When Power Platform Sprawl Hits, the CoE Toolkit Starts to Matter

Jeetu Tekchandani
Jeetu Tekchandani
Associate Principal Architect, LTM

A few months ago, a client’s CIO asked me a simple question. “Can you show me, on one screen, every app, flow, and
custom connector in our tenant, who owns them, and which ones we can safely turn off?”

Their teams had built hundreds of Power platform automations over the years. No one had a single view of what still
mattered, what was stale, or where the real risk sat. The Admin Center could answer parts of that question, but not in a
way the CIO or company leaders could use in a live decision meeting.

That is when the pattern became clear to me. The Power Platform Admin Center works well in the early stages, when you
have a handful of environments and a small maker community.

Once usage grows across regions and business units, it starts to feel like flying a plane with half the cockpit
instruments missing. You see environments and capacity. You do not see the full story of ownership, risk, reuse, and
waste.

In this blog, I want to share what I have learned from those client conversations, when Power Platform usage moves from
experimentation to scale. What governance gaps appear, where the Admin Center falls short, and how the CoE Toolkit has
helped me close some of those gaps in real projects.

My goal is simple. If you own Power Platform at scale, you should walk away with a clear understanding of when the CoE Toolkit
is worth your time and what to watch out for before installing it.

What My Clients Really Expect from Power Platform Governance

When I speak with clients, their asks boil down to a few clear expectations from governance, not feature lists.

  • Show Me Everything in One Place
    Leaders want one view of every app, flow, virtual agent, and connector across the tenant. They expect to see who
    owns what and a list of apps that can be reused in other regions, rather than rebuilding the same thing.
  • Tell Me What Is Unused or Risky
    They ask which apps have not been accessed for months and which components have gone untouched.
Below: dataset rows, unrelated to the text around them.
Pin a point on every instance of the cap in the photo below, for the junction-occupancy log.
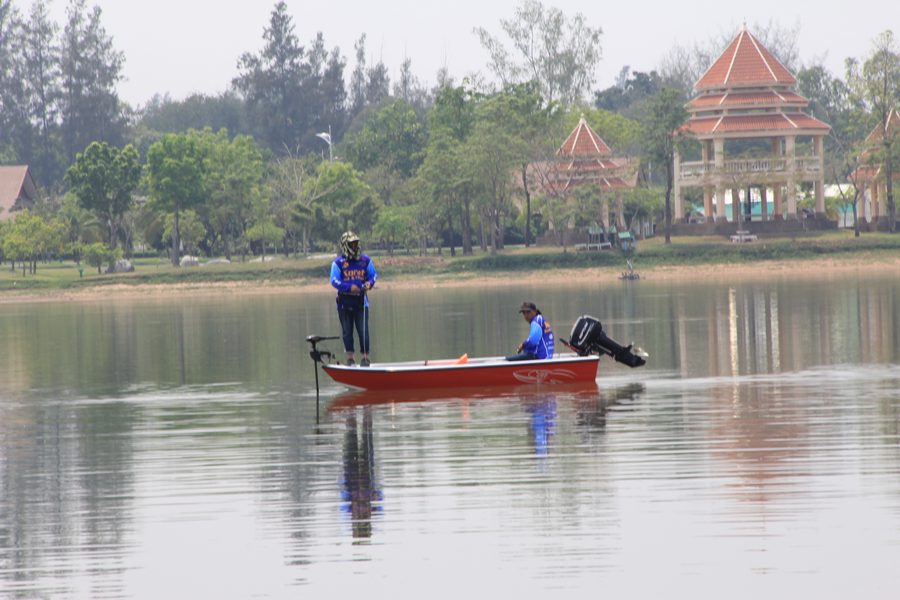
(528, 307)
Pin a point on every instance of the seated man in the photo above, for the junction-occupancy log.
(539, 344)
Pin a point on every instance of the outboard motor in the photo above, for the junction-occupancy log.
(588, 337)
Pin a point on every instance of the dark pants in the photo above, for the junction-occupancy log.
(358, 318)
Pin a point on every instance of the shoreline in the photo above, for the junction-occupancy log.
(817, 268)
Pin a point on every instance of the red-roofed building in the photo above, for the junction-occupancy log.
(17, 190)
(584, 158)
(744, 98)
(871, 176)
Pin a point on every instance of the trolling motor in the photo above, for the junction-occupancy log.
(317, 356)
(588, 337)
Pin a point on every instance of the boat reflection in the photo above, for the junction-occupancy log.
(358, 398)
(361, 494)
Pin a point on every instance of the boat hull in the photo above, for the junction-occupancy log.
(474, 373)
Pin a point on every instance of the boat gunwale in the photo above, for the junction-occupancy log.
(492, 362)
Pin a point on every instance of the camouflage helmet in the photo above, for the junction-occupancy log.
(346, 238)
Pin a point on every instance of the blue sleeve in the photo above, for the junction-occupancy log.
(534, 338)
(371, 274)
(337, 280)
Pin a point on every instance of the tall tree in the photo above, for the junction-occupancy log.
(291, 94)
(878, 85)
(391, 136)
(174, 173)
(559, 53)
(90, 69)
(443, 173)
(665, 114)
(232, 182)
(14, 130)
(494, 150)
(41, 70)
(103, 179)
(271, 83)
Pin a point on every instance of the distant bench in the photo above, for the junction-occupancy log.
(741, 237)
(594, 246)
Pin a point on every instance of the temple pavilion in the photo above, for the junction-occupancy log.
(584, 158)
(753, 134)
(870, 176)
They also want
    to know where power platform automations run without an owner or solution, because that is where hidden risk
    usually sits.
  • Help Me Build with Intent, Not Chaos
    Clients seek a central space for standards, workshop content, best practices, templates, and examples of
    successful builds. Some also want a simple way to size an idea and get a rough view of effort and ROI before
    they approve it.
  • Keep Everyone Informed When Rules Change
    When data loss prevention (DLP) rules or guardrails change, they want makers to be notified inside the platform,
    not via a one-time email. A simple screen that explains what changed, why, and what to do next is often the ask.

This is usually the point where someone asks, “But we already have the Power Platform Admin Center, why do we need
anything else?”

Where the Power Platform Admin Center Falls Short

The Admin Center excels in a few areas. It shows environments, capacity, DLP policies, and basic usage. You can manage
roles, onboard users, and gain a high-level understanding of activity. It provides details of apps, flows, etc., as per
the selected environment, but not in a consolidated manner.

It does not meet the expectations we just covered. It does not give a clean inventory of every app, flow, and connector
with clear ownership. It does not highlight unused or risky assets in a manner that enables business leaders to take
action.

It does not provide a central place for standards, workshop content, or rough ROI views. And it does not help you
explain policy changes to makers inside their day-to-day tools.

How the CoE Toolkit Actually Helped in My Work

Once those gaps became clear, I stopped treating the CoE Toolkit as “nice to have” and started using it as the primary
means to make Power Platform governance a reality in client work.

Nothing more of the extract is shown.